Various processes were developed to treat the glyphosate-containing effluents including advanced oxidation,9,10 chlorination,11 filtration,12 biodegradation13,14 and adsorption.15–17 Among these, adsorption is still the most versatile and widely used method as it can remove various types of pollutants. Adsorption technology is convenient and is proven to be one of the most attractive and effective techniques for purification and separation in wastewater treatment.18–21

There are some studies that deal with the removal of glyphosate in water using adsorption technology. In these studies, several adsorbents include inorganic materials as well as organic materials that have been used and shown to have efficient processes for removing glyphosates.22–25 Due to unique surface chemistry and porous structure, resins exhibit strong adsorption affinity to glyphosates in aqueous solutions. However, their application in wastewater treatment is limited mainly because of the low selectivity when a quantity of inorganic salt exists with glyphosate. Thus, novel adsorbents with high adsorption selectivity are increasingly needed for enrichment or recycling of glyphosate and treatment of wastewater.

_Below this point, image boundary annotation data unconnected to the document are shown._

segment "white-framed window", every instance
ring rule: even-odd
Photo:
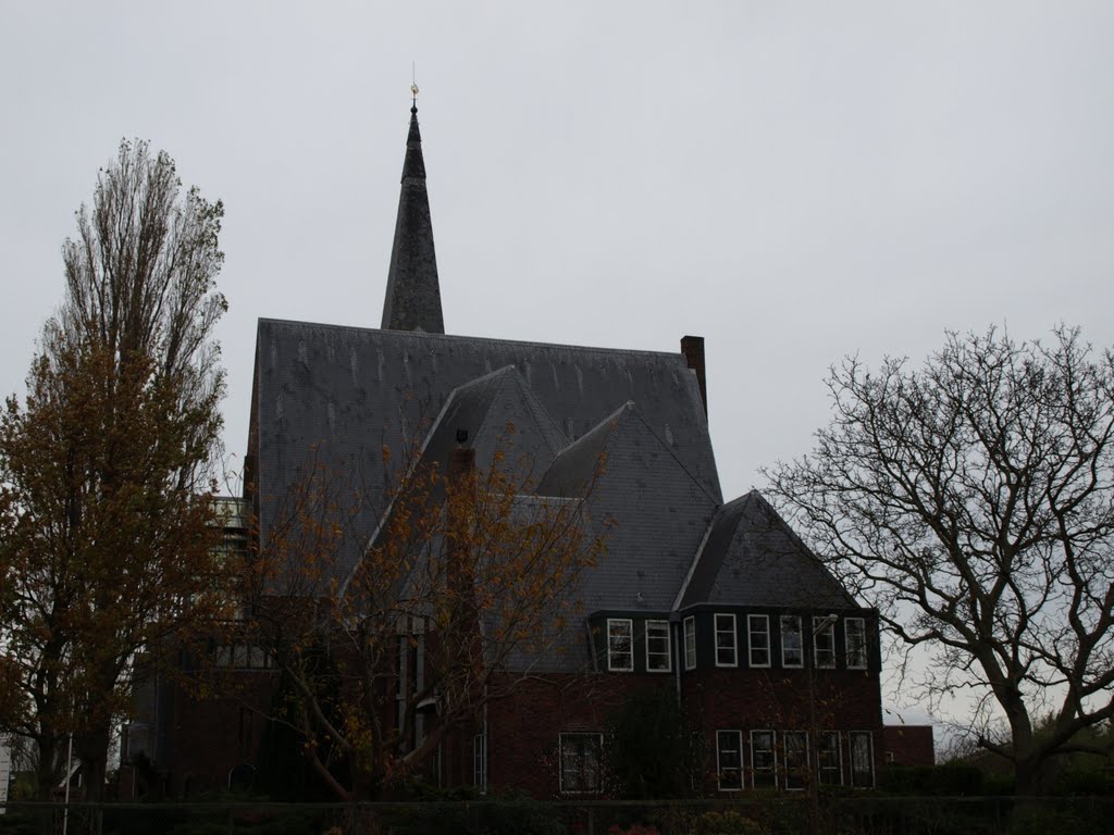
[[[560,790],[566,794],[598,792],[603,734],[560,735]]]
[[[715,616],[715,666],[739,666],[739,656],[735,652],[734,615]]]
[[[487,794],[487,734],[472,737],[472,785]]]
[[[696,618],[690,615],[684,620],[685,631],[685,669],[696,669]]]
[[[751,667],[769,667],[770,616],[747,615],[746,637],[750,646]]]
[[[804,666],[804,648],[801,642],[801,617],[799,615],[781,616],[781,666]]]
[[[867,621],[863,618],[847,618],[843,636],[847,639],[847,668],[867,669]]]
[[[821,786],[843,785],[843,757],[839,731],[824,730],[817,738],[817,766]]]
[[[670,648],[670,621],[646,621],[646,670],[647,672],[670,672],[673,652]]]
[[[751,784],[754,788],[778,787],[778,752],[772,730],[751,731]]]
[[[869,730],[852,730],[848,734],[851,743],[851,785],[856,788],[874,787],[874,745]]]
[[[809,785],[809,735],[803,730],[785,730],[781,735],[785,757],[785,788],[800,792]]]
[[[629,618],[607,619],[607,669],[612,672],[634,669],[633,633]]]
[[[743,734],[741,730],[715,731],[715,770],[721,792],[743,788]]]
[[[812,618],[812,660],[823,669],[836,666],[836,619],[830,616]]]

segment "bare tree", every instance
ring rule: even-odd
[[[930,696],[1000,711],[1020,794],[1114,715],[1114,355],[951,334],[920,370],[849,358],[811,455],[772,493],[909,652]],[[1035,733],[1042,714],[1052,719]]]
[[[120,145],[62,247],[66,296],[26,402],[0,415],[0,705],[39,747],[41,797],[72,735],[99,799],[136,654],[224,599],[212,503],[224,210],[179,188],[166,154]]]

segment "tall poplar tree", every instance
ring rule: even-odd
[[[68,738],[102,796],[136,661],[216,613],[219,202],[124,141],[62,246],[66,295],[0,415],[0,729],[50,796]]]

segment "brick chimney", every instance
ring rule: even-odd
[[[707,373],[704,371],[704,337],[682,336],[681,353],[685,356],[685,364],[696,372],[696,382],[700,383],[700,399],[704,403],[704,414],[707,414]]]

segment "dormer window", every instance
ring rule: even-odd
[[[751,646],[751,667],[770,666],[770,617],[747,615],[746,629]]]
[[[607,619],[607,669],[631,672],[634,669],[633,623],[629,618]]]
[[[836,667],[836,618],[831,615],[812,619],[812,652],[817,667]]]
[[[781,666],[802,667],[804,649],[801,644],[801,618],[797,615],[781,617]]]
[[[843,621],[847,638],[847,668],[867,669],[867,621],[863,618],[848,618]]]
[[[685,669],[696,669],[696,618],[690,615],[684,621]]]

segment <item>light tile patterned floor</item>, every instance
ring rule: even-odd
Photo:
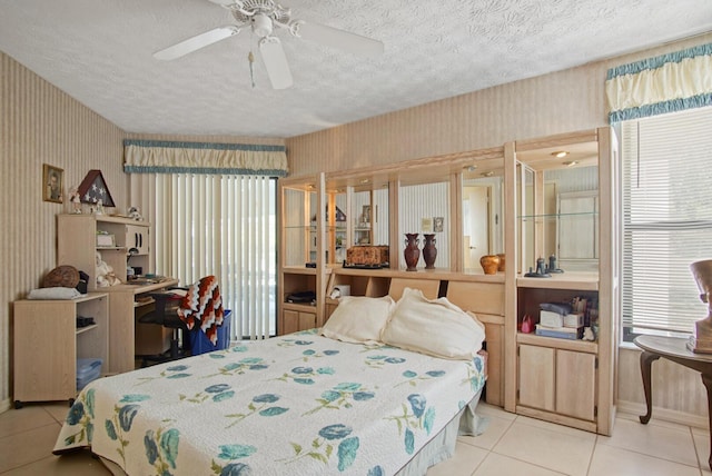
[[[62,457],[51,450],[67,404],[27,405],[0,414],[0,474],[109,475],[88,452]],[[712,476],[710,435],[661,420],[641,425],[620,414],[610,437],[516,416],[481,404],[487,430],[461,437],[455,456],[428,476]]]

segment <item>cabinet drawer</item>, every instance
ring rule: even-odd
[[[556,351],[556,411],[594,419],[596,356],[571,350]]]
[[[547,411],[556,409],[554,369],[556,349],[520,346],[520,404]]]

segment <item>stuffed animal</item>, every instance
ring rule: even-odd
[[[141,217],[141,212],[136,207],[129,208],[129,218],[136,221],[141,221],[144,219],[144,217]]]
[[[116,277],[113,268],[101,259],[101,254],[96,251],[97,262],[97,287],[106,288],[109,286],[120,285],[121,280]]]

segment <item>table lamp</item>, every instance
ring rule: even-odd
[[[695,261],[690,265],[692,276],[698,281],[700,299],[708,304],[708,316],[694,324],[694,335],[690,336],[688,348],[693,353],[712,354],[712,259]]]

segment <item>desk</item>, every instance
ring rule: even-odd
[[[100,288],[109,294],[109,363],[108,373],[121,374],[136,368],[136,296],[178,286],[178,279],[166,278],[150,285],[118,285]]]
[[[710,422],[710,440],[712,442],[712,355],[695,354],[688,349],[685,338],[662,337],[662,336],[639,336],[634,340],[635,345],[643,349],[641,354],[641,374],[643,376],[643,390],[645,391],[645,404],[647,413],[640,417],[643,425],[650,422],[652,415],[651,395],[651,365],[661,357],[674,361],[702,374],[702,383],[708,390],[708,418]],[[708,464],[712,468],[712,454],[708,458]]]

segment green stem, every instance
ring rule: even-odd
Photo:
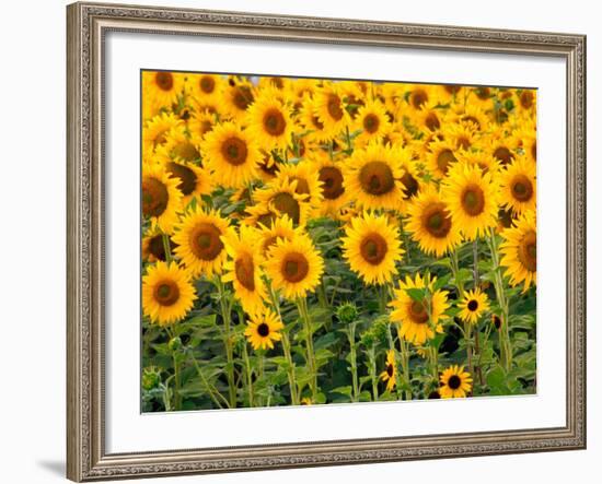
[[[305,328],[305,350],[306,350],[306,362],[308,368],[310,370],[311,379],[310,387],[312,390],[312,400],[315,402],[317,398],[317,368],[315,367],[315,353],[313,351],[313,330],[312,322],[310,320],[310,315],[308,311],[308,302],[304,297],[297,299],[297,308],[303,320]]]
[[[352,398],[351,401],[359,401],[359,383],[358,383],[358,366],[357,366],[357,354],[356,354],[356,326],[357,321],[349,323],[349,356],[351,359],[351,385],[352,385]]]
[[[172,249],[170,246],[170,236],[167,234],[161,234],[161,239],[163,240],[163,251],[165,252],[165,262],[167,265],[172,262]]]
[[[232,347],[232,334],[231,334],[231,303],[227,299],[225,287],[219,276],[216,278],[216,286],[218,287],[218,295],[220,299],[221,317],[223,319],[223,345],[225,347],[227,358],[227,377],[228,377],[228,396],[230,408],[236,408],[236,386],[234,381],[234,351]]]
[[[282,315],[280,312],[280,303],[278,300],[278,295],[274,291],[274,287],[271,286],[271,284],[268,284],[268,288],[269,288],[269,298],[270,298],[270,302],[271,302],[271,307],[278,314],[278,319],[280,319],[280,321],[282,321]],[[285,358],[287,358],[287,364],[288,364],[287,376],[288,376],[288,379],[289,379],[290,400],[291,400],[291,404],[299,405],[299,403],[300,403],[299,402],[299,389],[297,387],[297,379],[296,379],[296,375],[294,375],[294,363],[292,361],[292,355],[291,355],[291,352],[290,352],[290,340],[289,340],[289,335],[286,332],[286,330],[282,330],[281,334],[282,334],[282,340],[281,340],[282,341],[282,353],[285,354]]]
[[[377,375],[377,355],[374,354],[374,344],[368,351],[368,371],[370,373],[370,381],[372,382],[372,401],[379,401],[379,377]]]
[[[496,296],[501,308],[501,331],[500,334],[500,359],[503,368],[508,371],[512,366],[512,345],[510,343],[510,330],[508,328],[508,300],[503,291],[503,280],[501,276],[501,268],[499,265],[499,253],[496,240],[496,235],[491,229],[489,235],[489,250],[491,252],[491,262],[494,264],[494,287]]]

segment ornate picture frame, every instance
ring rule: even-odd
[[[586,448],[586,37],[74,3],[68,19],[67,476],[95,481]],[[566,62],[566,425],[499,432],[106,452],[104,61],[108,32],[555,57]]]

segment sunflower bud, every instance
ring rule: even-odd
[[[358,318],[358,308],[354,303],[341,304],[336,309],[336,316],[340,322],[354,322]]]

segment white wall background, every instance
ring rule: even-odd
[[[577,452],[317,468],[152,482],[598,482],[602,452],[602,33],[597,2],[483,0],[139,0],[147,4],[574,32],[588,35],[589,449]],[[0,481],[61,482],[65,473],[65,4],[3,5],[0,19]],[[491,418],[495,418],[491,415]],[[151,481],[149,481],[151,482]]]

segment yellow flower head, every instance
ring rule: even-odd
[[[281,238],[269,248],[266,271],[275,288],[287,299],[297,299],[315,290],[324,261],[311,238],[299,234],[292,240]]]
[[[250,315],[263,310],[267,297],[263,280],[263,256],[257,231],[241,225],[240,233],[230,232],[222,237],[230,259],[224,264],[223,282],[232,282],[234,295]]]
[[[476,324],[478,318],[481,318],[485,311],[489,310],[487,294],[483,293],[479,288],[464,291],[464,297],[458,304],[458,308],[460,309],[458,316],[460,316],[463,321]]]
[[[184,319],[196,298],[188,273],[175,262],[159,261],[142,276],[142,309],[151,322],[167,326]]]
[[[447,368],[440,377],[439,393],[443,399],[465,398],[473,388],[471,374],[463,366],[453,365]]]
[[[364,212],[345,231],[343,256],[367,284],[391,282],[403,253],[400,231],[384,215]]]
[[[510,284],[524,283],[524,291],[537,280],[537,232],[535,212],[524,212],[510,228],[501,232],[503,241],[499,246],[500,265],[507,268]]]
[[[253,346],[253,350],[271,350],[274,342],[280,341],[282,335],[280,331],[285,328],[280,318],[271,310],[265,309],[262,314],[251,318],[244,335]]]
[[[460,227],[453,223],[448,205],[431,185],[422,187],[408,204],[407,231],[420,250],[442,257],[461,241]]]
[[[395,290],[395,297],[389,303],[393,307],[391,320],[401,324],[400,335],[416,345],[422,345],[435,338],[436,331],[443,331],[440,321],[450,304],[447,291],[433,290],[437,278],[422,279],[419,273],[414,280],[406,275],[405,282],[400,281],[400,288]],[[424,295],[413,297],[408,290],[422,290]]]
[[[222,237],[230,231],[228,221],[215,210],[197,205],[182,219],[173,236],[176,256],[196,278],[220,274],[227,253]]]
[[[240,188],[257,178],[257,165],[262,160],[258,145],[234,122],[216,126],[205,135],[201,149],[202,163],[218,185]]]

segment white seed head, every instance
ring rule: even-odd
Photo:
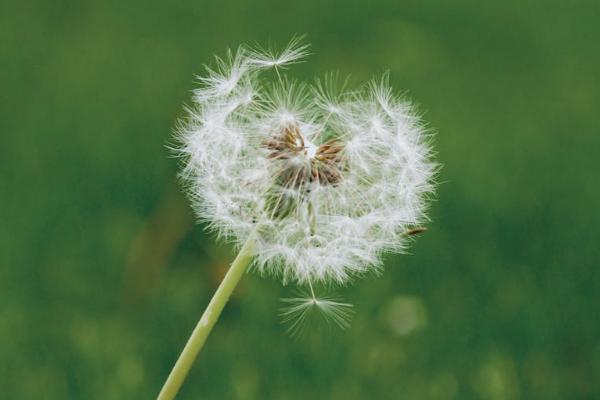
[[[425,220],[436,165],[386,77],[347,93],[331,79],[261,80],[305,54],[294,40],[281,53],[239,48],[217,59],[179,130],[182,176],[221,236],[255,235],[260,272],[344,283],[405,248],[405,232]]]

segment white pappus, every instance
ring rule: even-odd
[[[315,305],[345,326],[349,305],[317,299],[313,285],[343,284],[404,250],[426,219],[437,167],[387,77],[343,92],[331,78],[311,86],[281,75],[306,55],[292,40],[279,53],[240,47],[217,58],[199,78],[177,151],[197,215],[237,245],[253,236],[259,272],[310,286],[305,302],[288,299],[284,317]]]

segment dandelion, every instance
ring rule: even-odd
[[[387,76],[350,92],[331,76],[314,86],[281,76],[306,54],[298,39],[282,52],[240,47],[194,92],[178,130],[182,177],[199,218],[240,253],[159,398],[176,394],[249,265],[310,288],[284,300],[292,330],[313,311],[344,328],[351,306],[313,285],[377,272],[383,253],[422,231],[436,165],[412,105]]]

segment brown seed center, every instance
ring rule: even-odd
[[[269,159],[276,161],[275,176],[285,187],[303,188],[309,183],[336,185],[342,179],[342,144],[331,139],[318,147],[306,141],[298,126],[291,125],[265,142]]]

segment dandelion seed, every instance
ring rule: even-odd
[[[387,75],[350,92],[332,75],[315,87],[262,81],[307,49],[296,38],[281,52],[240,47],[218,58],[200,78],[178,151],[197,214],[239,246],[252,236],[255,270],[286,284],[344,284],[422,231],[437,167]],[[346,320],[345,303],[288,302],[288,317],[319,310],[334,325]]]
[[[335,297],[317,297],[312,284],[309,286],[310,292],[299,292],[296,297],[281,299],[285,307],[281,309],[280,316],[283,323],[289,324],[288,333],[301,336],[309,321],[316,317],[327,325],[348,328],[354,314],[352,304],[343,303]]]
[[[240,252],[177,360],[159,399],[173,399],[250,263],[309,294],[284,299],[298,332],[312,315],[346,328],[352,306],[317,297],[313,283],[345,284],[381,268],[422,229],[436,164],[413,107],[387,76],[344,92],[280,74],[308,54],[240,47],[199,78],[180,125],[181,176],[200,219]],[[277,81],[261,73],[273,68]]]

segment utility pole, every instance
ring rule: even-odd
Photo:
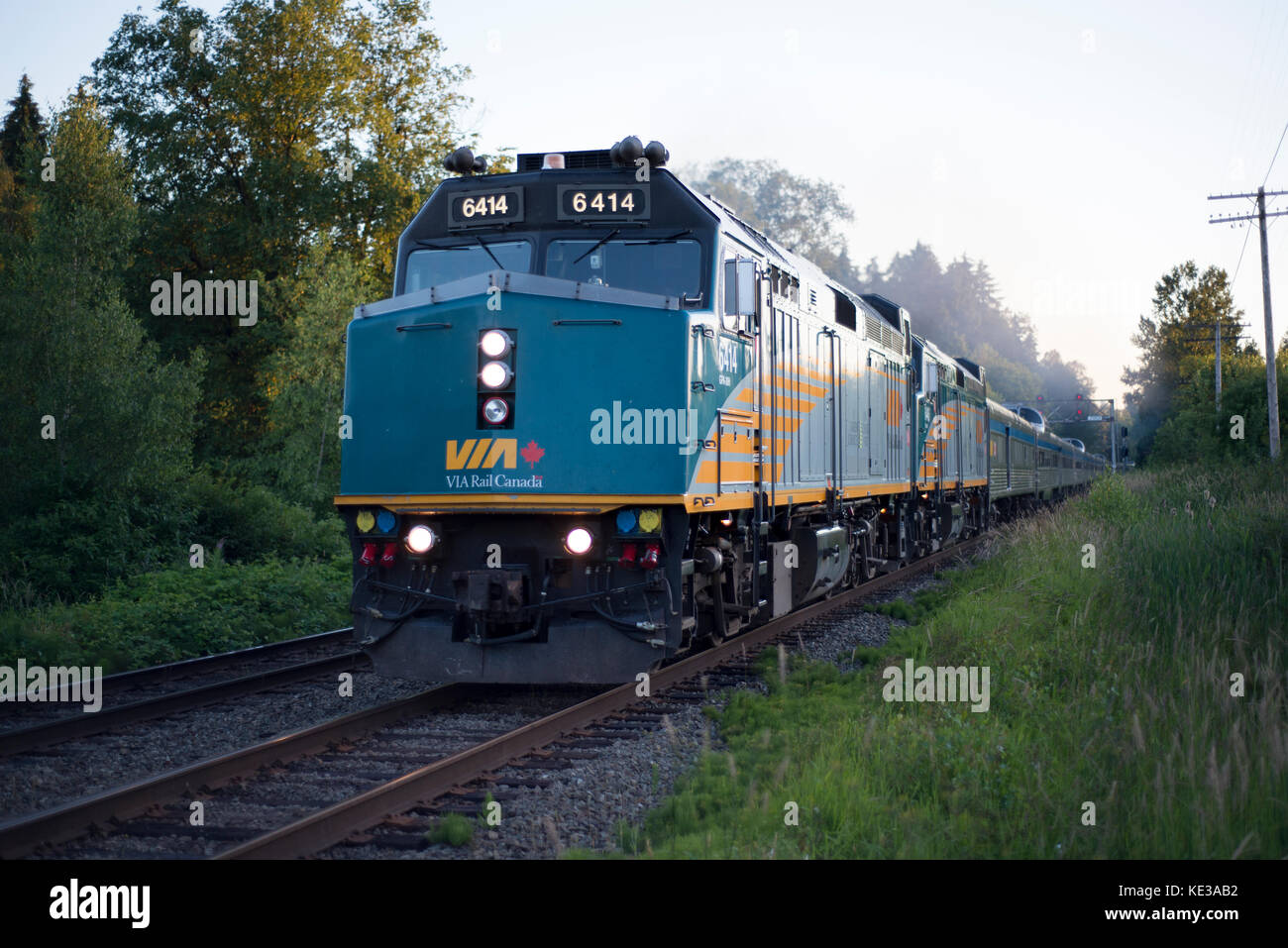
[[[1221,413],[1221,321],[1216,322],[1216,411]]]
[[[1109,399],[1109,466],[1118,470],[1118,413],[1114,411],[1114,399]]]
[[[1208,194],[1208,201],[1229,201],[1235,197],[1257,200],[1257,213],[1208,218],[1209,224],[1226,224],[1235,220],[1256,220],[1261,227],[1261,303],[1266,312],[1266,397],[1270,402],[1270,459],[1279,457],[1279,374],[1275,365],[1274,317],[1270,314],[1270,251],[1266,247],[1266,218],[1279,218],[1288,211],[1266,214],[1266,198],[1288,194],[1288,191],[1266,191],[1257,188],[1256,194]],[[1220,352],[1220,349],[1218,349]],[[1218,376],[1220,377],[1220,376]],[[1220,385],[1220,383],[1217,383]],[[1220,397],[1220,395],[1218,395]]]
[[[1275,358],[1274,319],[1270,316],[1270,251],[1266,250],[1265,188],[1257,188],[1257,218],[1261,222],[1261,303],[1266,309],[1266,398],[1270,399],[1270,460],[1273,461],[1279,457],[1279,366]]]

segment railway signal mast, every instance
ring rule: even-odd
[[[1278,153],[1278,152],[1276,152]],[[1256,198],[1256,214],[1240,214],[1208,218],[1209,224],[1231,224],[1236,220],[1256,220],[1261,228],[1261,301],[1266,310],[1266,397],[1270,402],[1270,457],[1279,457],[1279,380],[1275,368],[1275,330],[1274,318],[1270,314],[1270,251],[1266,247],[1266,218],[1279,218],[1288,211],[1271,211],[1266,214],[1266,198],[1288,194],[1288,191],[1266,191],[1257,188],[1257,193],[1245,194],[1208,194],[1208,201],[1229,201],[1236,197]]]
[[[1114,399],[1087,398],[1077,394],[1073,398],[1048,399],[1045,395],[1037,397],[1037,408],[1051,425],[1078,425],[1084,421],[1109,425],[1109,465],[1118,470],[1118,438],[1127,438],[1127,429],[1118,429]],[[1127,457],[1127,446],[1123,444],[1123,457]]]

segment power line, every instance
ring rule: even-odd
[[[1274,157],[1270,158],[1270,167],[1266,169],[1266,176],[1261,179],[1261,187],[1266,187],[1266,182],[1270,180],[1270,171],[1275,166],[1275,158],[1279,157],[1279,149],[1283,147],[1284,135],[1288,135],[1288,122],[1284,122],[1284,130],[1279,133],[1279,144],[1275,146]]]
[[[1234,265],[1234,277],[1230,280],[1230,290],[1234,290],[1234,281],[1239,278],[1239,268],[1243,267],[1243,251],[1248,249],[1248,237],[1252,236],[1252,228],[1243,228],[1243,249],[1239,250],[1239,263]]]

It is also well-known that the hydrous ferric oxides may form inner-sphere surface complexes with the phosphonate group of glyphosate.22,26 It is thus thought that nanoiron ion modification to resin can offer significant enhancement of the high specific surface area, short intraparticle diffusion distance and surface chemistry. Therefore, the combination of nanoiron ions and resin may provide excellent selectivity for the treatment of glyphosates.

In this study, a new resin-loaded reactive double valent nanosized hydroxyl iron oxide (DHIO) was synthesized via a reaction, followed by the introduction of iron ions by protonation of amine groups on the surface of weakly basic resin (WR). The double valent hydroxyl iron oxide composite resin (DR) obtained was characterized by a series of analytical techniques. The novel synthetic double valent iron composite resin possesses high selectivity and efficiency for the removal of glyphosates.

2. Materials and methods

2.1. Chemicals and materials

Glyphosate (purity 98%, CAS registry no. 1071-83-6) was purchased from Qiaochang Chemistry Co. Ltd. (Shandong Province, China). Chemicals used in this study were of analytical reagent grade and purchased from Shanghai Reagent Station (Shanghai, China). WR was from Nankai Resin Co. Ltd. (Tianjin, China) and was subjected to washing with diluted NaOH and HCl in a beaker to remove possible residue impurities. Then, they were rinsed with deionized water several times and vacuum-dried at 303 K. All solutions and dispersions were prepared using deionized water.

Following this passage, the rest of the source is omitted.